Various autoimmune diseases may involve oral epithelium, including pemphigus vulgaris, mucous membrane pemphigoid, epidermolysis bullosa acquisita, lichen planus, erythema multiforme, lupus erythematosus and chronic ulcerative stomatitis. Affected individuals present with variable degrees of oral mucosal lesions associated with extraoral manifestations due to involvement of the skin and/or further mucosal surfaces, including nasal mucosa, pharyngeal mucosa or the conjunctiva [8], [9]. The clinico-epidemiological features of autoimmune diseases have been studied in different populations worldwide. However, the majority of existing reports focus on the epidemiology of a single disease or a group of diseases and only a few describe the epidemiological features of the whole spectrum of autoimmune diseases in particular population. Studies from Eastern Europe show that pemphigus is the most common autoimmune blistering disease with an estimated incidence and prevalence of 4 and 24.8 per 100 000 inhabitants, respectively [10]. Similar results also emerged in studies conducted in Western Asia, East Asia and Africa, where pemphigus was also found to be the most prevalent autoimmune bullous dermatoses [11], [12], [13]. In contrast, in Western Europe and North America, bullous pemphigoid was found to be the most common autoimmune blistering disease with an incidence ranging from 0.6 to 4.3 cases per 100 000 inhabitants [14], [15], [16]. Several descriptive epidemiological studies on lupus erythematosus have been also conducted worldwide. The most extensive available data come from the European Union and the United States of America. The incidence rate of SLE in Europe is 3.3–4.8 cases per 100,000 population and year and in the USA 2.2–7.6 [17], [18].
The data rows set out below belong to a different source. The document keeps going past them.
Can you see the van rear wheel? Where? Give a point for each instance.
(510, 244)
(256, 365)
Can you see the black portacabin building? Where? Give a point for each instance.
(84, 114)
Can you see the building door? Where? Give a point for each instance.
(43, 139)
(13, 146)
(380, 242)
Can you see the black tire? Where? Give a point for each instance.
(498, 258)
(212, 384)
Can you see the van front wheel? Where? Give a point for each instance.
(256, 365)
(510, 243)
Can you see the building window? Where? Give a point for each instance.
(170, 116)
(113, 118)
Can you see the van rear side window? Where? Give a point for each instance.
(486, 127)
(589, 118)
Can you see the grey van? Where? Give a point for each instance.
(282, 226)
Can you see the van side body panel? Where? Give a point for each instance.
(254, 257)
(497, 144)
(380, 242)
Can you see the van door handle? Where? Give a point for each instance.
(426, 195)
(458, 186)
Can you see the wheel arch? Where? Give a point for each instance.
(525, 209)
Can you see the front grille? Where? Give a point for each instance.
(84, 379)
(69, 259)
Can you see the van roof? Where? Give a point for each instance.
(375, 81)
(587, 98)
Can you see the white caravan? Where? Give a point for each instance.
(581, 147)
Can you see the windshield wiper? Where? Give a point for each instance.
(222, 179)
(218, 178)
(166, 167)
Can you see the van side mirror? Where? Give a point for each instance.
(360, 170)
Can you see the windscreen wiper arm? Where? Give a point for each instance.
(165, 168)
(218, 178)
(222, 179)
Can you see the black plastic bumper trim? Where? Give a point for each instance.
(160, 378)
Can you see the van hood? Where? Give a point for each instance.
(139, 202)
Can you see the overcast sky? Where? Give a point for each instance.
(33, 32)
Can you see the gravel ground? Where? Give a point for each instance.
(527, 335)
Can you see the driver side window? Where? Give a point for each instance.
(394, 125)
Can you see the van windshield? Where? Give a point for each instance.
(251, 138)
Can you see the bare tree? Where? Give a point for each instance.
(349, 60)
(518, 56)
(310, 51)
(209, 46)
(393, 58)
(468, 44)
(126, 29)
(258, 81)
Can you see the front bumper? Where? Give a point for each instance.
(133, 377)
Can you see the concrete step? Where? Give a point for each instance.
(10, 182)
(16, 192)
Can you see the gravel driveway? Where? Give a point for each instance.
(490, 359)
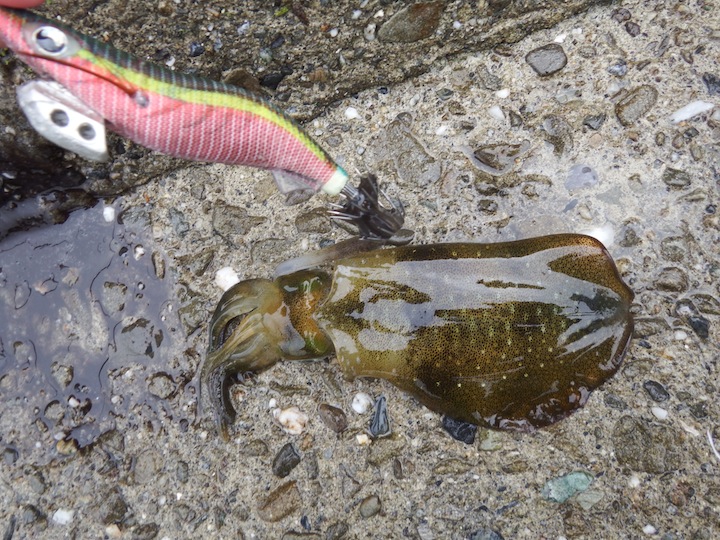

The prevalence of oral mucosal involvement in immune-mediated disorders varies according to the type of disease. Studies show that oral lichen planus is the most common immune-mediated disorder affecting the oral cavity, followed by pemphigus vulgaris and mucous membrane pemphigoid [19], [20], [21], [22], [23] (Table 1). Moreover, oral mucosa can be the first affected mucosal surface in many of these conditions, a fact that emphasizes the need for better understanding of clinical features and diagnostic tools for autoimmune diseases among practitioners. Precise and early diagnosis greatly facilitates timely, effective and specific treatment [19].